Po ostatnim meczu nachwalić nie mógł się go trener Jordi Fernandez. Szkoleniowiec reprezentacji Kanady traktuje Dillona Brooksa jako oręż, którą wykorzystuje w momentach, gdy potrzebuje defensywnego stopera na którymś z graczy rywali. Nie da się ukryć, że Brooks jest potężnie denerwujący dla każdego z rywali. Potrafi bardzo łatwo wyprowadzić z równowagi przez to, jak się zachowuje i co mówi. Jednak taki wybrał dla siebie styl i wychodzi z założenia, że to pomaga mu lepiej wykonywać swoją pracę na parkiecie.

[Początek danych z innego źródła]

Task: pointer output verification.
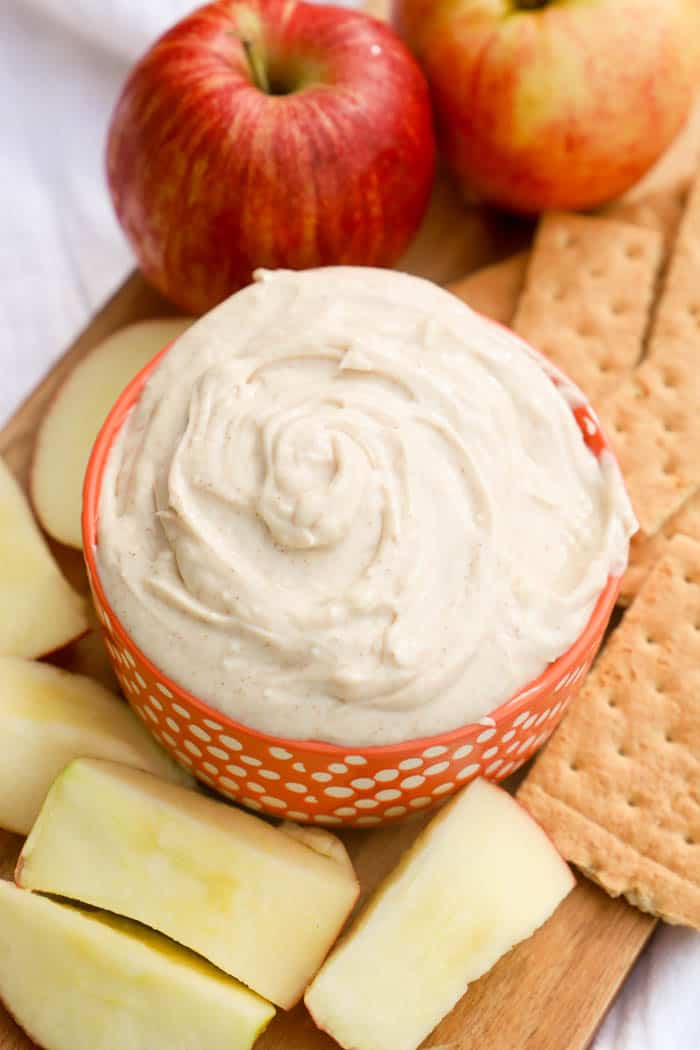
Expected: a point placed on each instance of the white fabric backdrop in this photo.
(61, 253)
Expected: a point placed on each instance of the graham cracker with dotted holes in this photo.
(661, 211)
(618, 786)
(654, 417)
(588, 295)
(495, 290)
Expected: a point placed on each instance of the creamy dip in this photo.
(347, 508)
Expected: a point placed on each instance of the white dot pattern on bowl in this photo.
(353, 789)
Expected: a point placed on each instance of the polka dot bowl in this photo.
(311, 781)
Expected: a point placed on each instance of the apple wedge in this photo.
(481, 877)
(39, 610)
(75, 416)
(79, 981)
(258, 903)
(48, 717)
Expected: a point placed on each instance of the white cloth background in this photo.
(61, 253)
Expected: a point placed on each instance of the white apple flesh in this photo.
(258, 903)
(48, 717)
(481, 877)
(73, 418)
(79, 981)
(39, 610)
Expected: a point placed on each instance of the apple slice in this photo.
(39, 611)
(481, 877)
(259, 904)
(79, 981)
(75, 416)
(48, 717)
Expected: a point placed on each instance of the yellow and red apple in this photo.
(269, 133)
(549, 104)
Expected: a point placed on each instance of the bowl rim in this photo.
(509, 709)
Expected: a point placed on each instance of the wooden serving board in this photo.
(550, 991)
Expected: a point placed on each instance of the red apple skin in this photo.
(212, 177)
(563, 106)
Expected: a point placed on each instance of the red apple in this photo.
(554, 103)
(269, 133)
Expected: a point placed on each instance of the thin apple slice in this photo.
(39, 610)
(48, 717)
(259, 904)
(75, 416)
(79, 981)
(481, 877)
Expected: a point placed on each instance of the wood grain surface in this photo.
(548, 993)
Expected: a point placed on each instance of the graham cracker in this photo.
(618, 785)
(494, 290)
(645, 550)
(653, 418)
(661, 211)
(588, 295)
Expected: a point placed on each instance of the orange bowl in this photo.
(311, 781)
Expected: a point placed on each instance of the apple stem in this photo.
(256, 65)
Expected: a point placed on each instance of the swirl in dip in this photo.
(347, 508)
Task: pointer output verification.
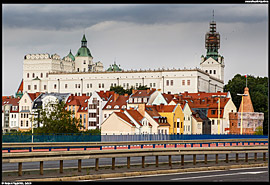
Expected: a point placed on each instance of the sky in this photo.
(136, 36)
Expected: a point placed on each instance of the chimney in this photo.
(141, 109)
(115, 96)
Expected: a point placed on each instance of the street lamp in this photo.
(241, 128)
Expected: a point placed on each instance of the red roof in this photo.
(105, 95)
(124, 117)
(116, 100)
(33, 96)
(136, 116)
(143, 93)
(81, 101)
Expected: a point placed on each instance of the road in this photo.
(258, 174)
(108, 161)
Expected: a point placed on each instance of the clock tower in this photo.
(213, 62)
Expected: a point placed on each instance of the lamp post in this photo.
(241, 126)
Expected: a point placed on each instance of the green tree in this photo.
(258, 90)
(56, 119)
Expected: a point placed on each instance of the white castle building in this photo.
(79, 74)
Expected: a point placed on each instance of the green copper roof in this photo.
(114, 68)
(70, 55)
(83, 51)
(84, 39)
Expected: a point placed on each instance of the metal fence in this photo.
(81, 137)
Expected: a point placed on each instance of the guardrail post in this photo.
(255, 156)
(205, 158)
(61, 166)
(41, 167)
(128, 162)
(194, 159)
(96, 165)
(182, 160)
(113, 163)
(143, 161)
(246, 157)
(79, 165)
(20, 169)
(227, 158)
(170, 160)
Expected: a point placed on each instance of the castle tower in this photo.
(247, 104)
(83, 58)
(213, 63)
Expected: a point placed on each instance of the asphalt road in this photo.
(119, 161)
(258, 174)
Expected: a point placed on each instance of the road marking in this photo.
(207, 176)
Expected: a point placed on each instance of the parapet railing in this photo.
(8, 147)
(128, 153)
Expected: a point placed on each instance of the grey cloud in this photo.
(69, 17)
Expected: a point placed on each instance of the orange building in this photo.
(79, 105)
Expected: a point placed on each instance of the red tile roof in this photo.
(119, 101)
(124, 117)
(136, 116)
(80, 101)
(105, 95)
(143, 93)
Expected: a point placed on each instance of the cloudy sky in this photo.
(136, 36)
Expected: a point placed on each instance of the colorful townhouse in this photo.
(25, 106)
(79, 106)
(175, 117)
(10, 114)
(96, 104)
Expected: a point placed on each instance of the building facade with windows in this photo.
(80, 75)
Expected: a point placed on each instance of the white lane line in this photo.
(207, 176)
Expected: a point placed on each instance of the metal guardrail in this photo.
(97, 154)
(100, 145)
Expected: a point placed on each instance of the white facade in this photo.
(213, 67)
(173, 81)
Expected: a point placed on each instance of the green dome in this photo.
(70, 55)
(83, 51)
(114, 68)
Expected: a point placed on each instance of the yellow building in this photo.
(175, 117)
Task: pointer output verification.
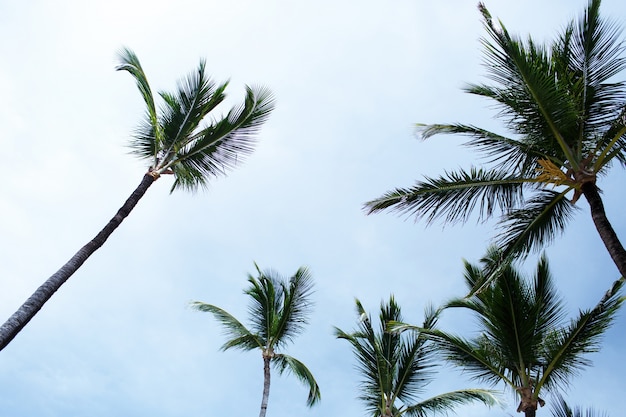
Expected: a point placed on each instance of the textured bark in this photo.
(266, 384)
(607, 234)
(36, 301)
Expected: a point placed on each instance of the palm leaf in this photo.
(454, 196)
(291, 364)
(564, 347)
(444, 402)
(242, 338)
(222, 145)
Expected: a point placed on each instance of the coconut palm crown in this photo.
(523, 338)
(278, 312)
(181, 137)
(566, 113)
(397, 367)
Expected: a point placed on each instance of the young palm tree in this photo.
(278, 312)
(174, 141)
(396, 367)
(568, 118)
(523, 340)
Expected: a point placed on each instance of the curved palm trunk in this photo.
(266, 385)
(35, 302)
(607, 234)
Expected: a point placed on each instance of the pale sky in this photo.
(350, 79)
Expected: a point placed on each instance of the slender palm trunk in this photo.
(266, 385)
(607, 234)
(35, 302)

– Jeśli ktoś narzeka, to niech narzeka. My musimy grać swoje – mówił trener Fernandez. – Podczas meczu ze Słowenią świetnie zareagowaliśmy w obronie jako cały zespół, a to jak w obronie zagrał Dillon [Brooks] powinno zostać zachowane w muzeum FIBA – dodał. Postawa Brooksa może być kluczowa w starciu z Serbią i zatrzymaniu problematycznego Bogdana Boganovicia. Brooks został spytany o to, jak ocenia swoją postawę na turnieju w Azji i odpowiedział tak, jakbyśmy się tego spodziewali.
– Najlepszy na turnieju, najlepszy na świecie, w NBA – stwierdził krótko. – Odnoszę wrażenie, że pomagam wprowadzić do gry zupełnie nowy rodzaj obrony dzięki mojemu IQ. Do tego dochodzi moja siła oraz moje zdyscyplinowanie – dodał. Pomimo głosów krytyki z wielu stron, Brooks nie ma zamiaru zmieniać swojego podejścia. W jego obronie dość nieoczekiwanie stanął Luka Doncić. Lider reprezentacji Słowenii był wściekły na sędziów za ich pracę w meczu z Kanadą i w dużej mierze wynikało to z tego, jak bronił go Brooks.
– Wiele osób go nie lubi – zaczął Luka. – Ale ja mam do niego szacunek za to, co robi – przyznał zawodnik Mavs. Brooks zatrzymał go na 8/20 z gry w starciu ćwierćfinałowym. Trener Jordi Fernandez stwierdził, że obok Lu Dorta, Brooks jest najlepszym defensorem na turnieju. Obaj będą zapewne kluczowymi elementami składu na przyszłoroczne Igrzyska Olimpijskie. Na razie jednak pozostają w walce o medale mistrzostw świata. To może być absolutnie przełomowy moment dla reprezentacji z Kraju Klonowego Liścia.
Brooks w kolejnym sezonie ubierze koszulkę Houston Rockets po tym, jak Memphis Grizzlies nie chcieli mu zaproponować pieniędzy, na jakie liczył. W barwach nowej drużyny postara się pomóc Ime Udoce odpowiednio wejść w zupełnie nowe wyzwanie. – Mam swoje lepsze i gorsze momenty, ale mogę pomóc w rozwoju młodszych graczy. Rockets byli świetnym ofensywnym zespołem. Potrzebują więcej po drugiej stronie. […] Muszę mieć odpowiednie podejście, zrozumieć, że na wszystko trzeba czasu – skończył Brooks.